Em Caçadores de Emoção, de Kathryn Bigelow, surfistas assaltantes com máscaras de ex-presidentes estadunidenes roubavam bancos, em Se nada mais der certo, de José Eduardo Belmonte, as personagens com máscaras de ex-presidentes brasileiros roubam a bufunfa não declarada da campanha presidencial de 2006. Num ondas e praias da Califórnia, noutro concreto e prédios de São Paulo (apesar da cena no mar). Mas em ambos a opção pelo crime como forma de libertação individual.
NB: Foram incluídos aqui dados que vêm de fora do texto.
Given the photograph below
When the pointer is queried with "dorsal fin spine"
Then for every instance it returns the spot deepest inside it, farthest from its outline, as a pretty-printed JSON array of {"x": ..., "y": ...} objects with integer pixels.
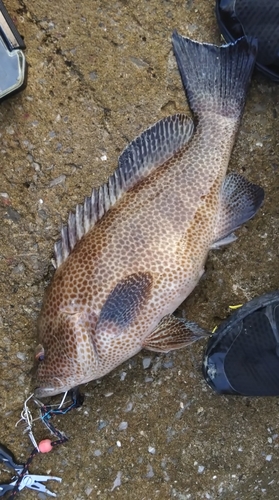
[{"x": 142, "y": 156}]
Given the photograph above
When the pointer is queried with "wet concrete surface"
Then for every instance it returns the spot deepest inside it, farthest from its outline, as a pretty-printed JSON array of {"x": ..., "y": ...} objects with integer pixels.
[{"x": 100, "y": 72}]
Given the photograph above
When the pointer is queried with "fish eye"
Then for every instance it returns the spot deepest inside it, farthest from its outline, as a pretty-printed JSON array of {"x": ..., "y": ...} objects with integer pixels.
[{"x": 39, "y": 353}]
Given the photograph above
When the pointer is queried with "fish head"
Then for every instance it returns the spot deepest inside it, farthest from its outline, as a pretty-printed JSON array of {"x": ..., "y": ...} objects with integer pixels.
[{"x": 66, "y": 356}]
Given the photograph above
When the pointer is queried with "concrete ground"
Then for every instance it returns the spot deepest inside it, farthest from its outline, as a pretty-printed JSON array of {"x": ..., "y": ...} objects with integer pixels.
[{"x": 100, "y": 72}]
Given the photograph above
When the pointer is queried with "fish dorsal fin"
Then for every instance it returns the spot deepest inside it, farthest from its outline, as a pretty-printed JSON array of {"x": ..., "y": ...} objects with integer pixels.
[{"x": 142, "y": 156}]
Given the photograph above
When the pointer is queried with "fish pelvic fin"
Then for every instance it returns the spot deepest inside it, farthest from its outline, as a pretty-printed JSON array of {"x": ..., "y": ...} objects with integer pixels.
[
  {"x": 240, "y": 201},
  {"x": 173, "y": 333},
  {"x": 142, "y": 156},
  {"x": 215, "y": 79}
]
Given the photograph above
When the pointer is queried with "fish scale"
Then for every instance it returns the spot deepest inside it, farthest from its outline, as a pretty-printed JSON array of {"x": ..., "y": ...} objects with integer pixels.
[{"x": 137, "y": 246}]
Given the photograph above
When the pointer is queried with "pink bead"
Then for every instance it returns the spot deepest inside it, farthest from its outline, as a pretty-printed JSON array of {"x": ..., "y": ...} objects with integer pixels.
[{"x": 45, "y": 446}]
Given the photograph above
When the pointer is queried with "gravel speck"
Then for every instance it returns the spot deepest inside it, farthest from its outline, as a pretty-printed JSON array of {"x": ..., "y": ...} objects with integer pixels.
[
  {"x": 150, "y": 472},
  {"x": 129, "y": 407},
  {"x": 58, "y": 180},
  {"x": 122, "y": 426},
  {"x": 117, "y": 481},
  {"x": 21, "y": 355},
  {"x": 146, "y": 362}
]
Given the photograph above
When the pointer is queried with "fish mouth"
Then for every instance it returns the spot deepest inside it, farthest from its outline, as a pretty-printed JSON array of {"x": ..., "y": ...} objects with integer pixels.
[{"x": 56, "y": 386}]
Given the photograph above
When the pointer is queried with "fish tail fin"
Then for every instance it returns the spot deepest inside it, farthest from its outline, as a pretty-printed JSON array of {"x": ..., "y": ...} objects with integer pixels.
[{"x": 215, "y": 79}]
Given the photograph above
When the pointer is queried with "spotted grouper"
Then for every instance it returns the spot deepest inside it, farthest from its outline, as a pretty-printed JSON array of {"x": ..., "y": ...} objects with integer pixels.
[{"x": 136, "y": 248}]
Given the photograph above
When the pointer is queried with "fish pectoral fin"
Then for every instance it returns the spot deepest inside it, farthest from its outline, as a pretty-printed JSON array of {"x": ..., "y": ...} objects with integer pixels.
[
  {"x": 240, "y": 201},
  {"x": 173, "y": 333},
  {"x": 124, "y": 303}
]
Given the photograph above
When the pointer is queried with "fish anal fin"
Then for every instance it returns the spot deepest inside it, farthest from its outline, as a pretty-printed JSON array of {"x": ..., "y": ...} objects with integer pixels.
[
  {"x": 173, "y": 333},
  {"x": 240, "y": 201},
  {"x": 142, "y": 156},
  {"x": 123, "y": 304}
]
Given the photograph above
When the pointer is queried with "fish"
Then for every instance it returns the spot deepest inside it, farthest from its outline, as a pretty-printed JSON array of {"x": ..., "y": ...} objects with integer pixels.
[{"x": 137, "y": 247}]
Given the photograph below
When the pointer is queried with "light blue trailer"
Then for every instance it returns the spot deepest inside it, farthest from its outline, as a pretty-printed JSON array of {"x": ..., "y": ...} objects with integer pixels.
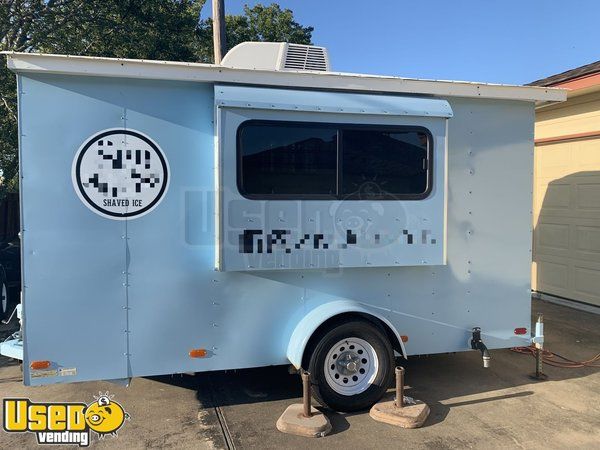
[{"x": 183, "y": 217}]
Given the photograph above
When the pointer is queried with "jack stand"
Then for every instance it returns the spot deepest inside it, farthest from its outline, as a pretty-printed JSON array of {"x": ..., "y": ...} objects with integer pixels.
[
  {"x": 302, "y": 419},
  {"x": 538, "y": 341},
  {"x": 402, "y": 411}
]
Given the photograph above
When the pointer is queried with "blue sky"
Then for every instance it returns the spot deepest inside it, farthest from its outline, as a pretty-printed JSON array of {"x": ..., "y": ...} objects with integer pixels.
[{"x": 501, "y": 41}]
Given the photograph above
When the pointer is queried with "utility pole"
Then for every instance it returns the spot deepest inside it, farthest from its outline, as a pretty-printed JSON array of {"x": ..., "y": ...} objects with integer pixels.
[{"x": 219, "y": 29}]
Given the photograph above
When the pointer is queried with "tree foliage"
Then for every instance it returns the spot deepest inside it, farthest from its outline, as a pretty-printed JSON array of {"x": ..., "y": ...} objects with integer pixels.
[
  {"x": 141, "y": 29},
  {"x": 259, "y": 23}
]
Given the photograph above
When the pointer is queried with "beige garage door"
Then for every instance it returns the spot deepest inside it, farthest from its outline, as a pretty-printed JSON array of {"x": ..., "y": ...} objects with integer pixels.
[{"x": 566, "y": 250}]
Lembro-me da sensação causada por Caçadores de Emoção. Brotou-me o tal “porquê” Ônibus, metrô cheio, quatro horas de trabalho, dois quilos de papel na mesa, marmita, quatro horas de trabalho, três quilos de papel na mesa, metrô cheio, ônibus, jantar, sono. Pra quê? Por que não sair à caça de emoção? 

Exatamente essa opção que choca. E é curioso porque se o lema máximo é topar tudo por dinheiro, consumir mais e mais, se nada mais der certo... Por que não se apropriar de dinheiro sujo de campanha eleitoral?

O filme vale por ajudar a despertar os “por ques” e o “porquê”, incluindo o “cansaço tingido de espanto.” Exatamente por essa razão ele agradará uns e outros não.   


Se nada mais der certo. Brasil 2009. 120 min. Drama. Diretor: José Eduardo Belmonte. Atores: João Miguel, Cauã Reymond, Caroline Abras, Luíza Mariani.